Why we fly

Jill’s Story

I knew I had broken my leg as soon as I saw it was facing the opposite way to where it should have been, but I didn’t realise at the time how serious it was and that I could have lost my leg – or even my life – if I didn’t get to hospital quickly.

Jill Chamberlain

Enjoying an active retirement in Kegworth, Jill Chamberlain knows her life could be very different now had she not been flown to hospital by the local air ambulance after a horse riding accident on 15th December 2008.

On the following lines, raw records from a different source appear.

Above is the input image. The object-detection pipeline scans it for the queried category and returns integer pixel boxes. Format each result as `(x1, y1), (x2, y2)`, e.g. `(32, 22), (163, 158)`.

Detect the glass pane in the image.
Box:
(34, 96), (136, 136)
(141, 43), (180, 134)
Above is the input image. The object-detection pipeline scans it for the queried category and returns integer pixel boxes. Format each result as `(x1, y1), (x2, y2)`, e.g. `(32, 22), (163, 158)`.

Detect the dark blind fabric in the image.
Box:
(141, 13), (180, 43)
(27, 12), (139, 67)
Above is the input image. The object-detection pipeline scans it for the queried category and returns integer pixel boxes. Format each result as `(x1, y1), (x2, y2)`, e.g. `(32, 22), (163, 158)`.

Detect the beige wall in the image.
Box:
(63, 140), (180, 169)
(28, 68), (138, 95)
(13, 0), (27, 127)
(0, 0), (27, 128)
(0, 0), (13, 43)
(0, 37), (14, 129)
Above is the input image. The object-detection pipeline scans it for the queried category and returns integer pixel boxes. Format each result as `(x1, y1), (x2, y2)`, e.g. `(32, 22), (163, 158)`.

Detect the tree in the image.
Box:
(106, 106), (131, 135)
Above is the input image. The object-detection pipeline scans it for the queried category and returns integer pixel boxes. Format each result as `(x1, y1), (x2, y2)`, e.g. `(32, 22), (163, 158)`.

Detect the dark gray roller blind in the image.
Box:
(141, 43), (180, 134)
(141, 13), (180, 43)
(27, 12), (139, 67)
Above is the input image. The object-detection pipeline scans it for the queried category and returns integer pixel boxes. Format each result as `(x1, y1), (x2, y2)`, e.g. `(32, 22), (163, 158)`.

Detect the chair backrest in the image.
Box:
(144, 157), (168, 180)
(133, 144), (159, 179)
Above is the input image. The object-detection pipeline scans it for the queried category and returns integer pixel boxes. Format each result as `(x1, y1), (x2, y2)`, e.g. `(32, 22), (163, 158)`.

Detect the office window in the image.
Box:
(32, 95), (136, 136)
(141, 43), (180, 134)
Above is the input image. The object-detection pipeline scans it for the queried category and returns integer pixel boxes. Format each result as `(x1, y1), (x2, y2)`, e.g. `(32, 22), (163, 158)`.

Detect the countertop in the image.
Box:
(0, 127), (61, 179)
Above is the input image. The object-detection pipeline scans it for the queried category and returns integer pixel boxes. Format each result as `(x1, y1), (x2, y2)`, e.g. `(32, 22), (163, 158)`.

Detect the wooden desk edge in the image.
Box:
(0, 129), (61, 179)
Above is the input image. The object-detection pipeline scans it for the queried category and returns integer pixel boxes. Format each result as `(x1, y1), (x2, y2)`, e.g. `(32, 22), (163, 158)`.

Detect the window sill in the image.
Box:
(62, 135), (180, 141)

In what she describes as “a freak accident”, Jill (70) broke her left femur and right wrist when the horse she was riding slipped and fell down.

Jill’s foot was still in the stirrup when the horse got up and galloped away – to be caught later by a local farmer – but she managed to free herself and fell to the ground.

“I knew I had broken my leg as soon as I saw it was facing the opposite way to where it should have been, but I didn’t realise at the time how serious it was and that I could have lost my leg – or even my life – if I didn’t get to hospital quickly,” she says.

The local air ambulance landed in a field in Butt Lane, Normanton-on-Soar near to where the accident happened.

The doctor and critical care paramedic gave Jill strong pain relief medication before straightening her leg and putting it in a splint ready for the three minute flight to Queen’s Medical Centre in Nottingham.

Moving a limb back into the correct alignment helps with the pain and also helps reduce blood loss if there is bleeding into the muscle.

Jill had an operation the next morning and had to spend three weeks recovering in hospital – which included the Christmas Bank Holiday.

“It took a long time to get better and I was on crutches for four to five months. I said I would never get on a horse again but I did – and I still enjoy riding now,” she says.

Jill is forever grateful to the local air ambulance for being there in her hour of need and appreciates that the critical care she received at the scene of her accident and swift journey to hospital played a crucial part in her recovery.

She says: “Who knows where I could be today if the helicopter wasn’t available when I needed it. The local air ambulance does such a brilliant job.”

Jill and her husband Ged are regular supporters of the local air ambulance and their granddaughter likes to go to the charity’s shop in Ashby-de-la-Zouch to spend her pocket money.

“She gets some good bargains there and it is a great way to support the charity. You never know when you might need to get to hospital quickly like I did, so I think we should all do what we can to help finance the local air ambulance as it receives no government funding and relies totally on donations and fundraising to keep flying,” says Jill.